DCN-JOC News Services
Report recommends higher payments, student coverage for Saskatchewan workers’ comp

REGINA — A report on Saskatchewan’s Workers’ Compensation Act recommends nearly three-dozen changes including coverage for students on work-based learning programs and increased payments for permanent impairments.

The report, put together by the Workers Compensation Act Committee of Review, includes 34 recommendations of which 12 would require amendments to the Workers Compensation Act, 2013.

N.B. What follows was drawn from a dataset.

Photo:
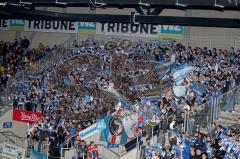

The first recommendation is coverage for students in work-based programs. As it stands, there are three government agencies that enter memorandums of understanding (MOU) with the Workers Compensation Board (WCB) to cover students on an as-needed basis.

“The current arrangement of using MOUs is a risk and has not been tested in a court of law should a case be brought forward due to a student injury or fatality,” reads the report.

The second recommendation is to increase the payout for permanent functional impairment caused by a work-related injury.

Currently, the maximum payment for a permanent injury is $45,200. The report notes the maximum payment for catastrophic injury under Saskatchewan Government Insurance (SGI) is more than $200,000.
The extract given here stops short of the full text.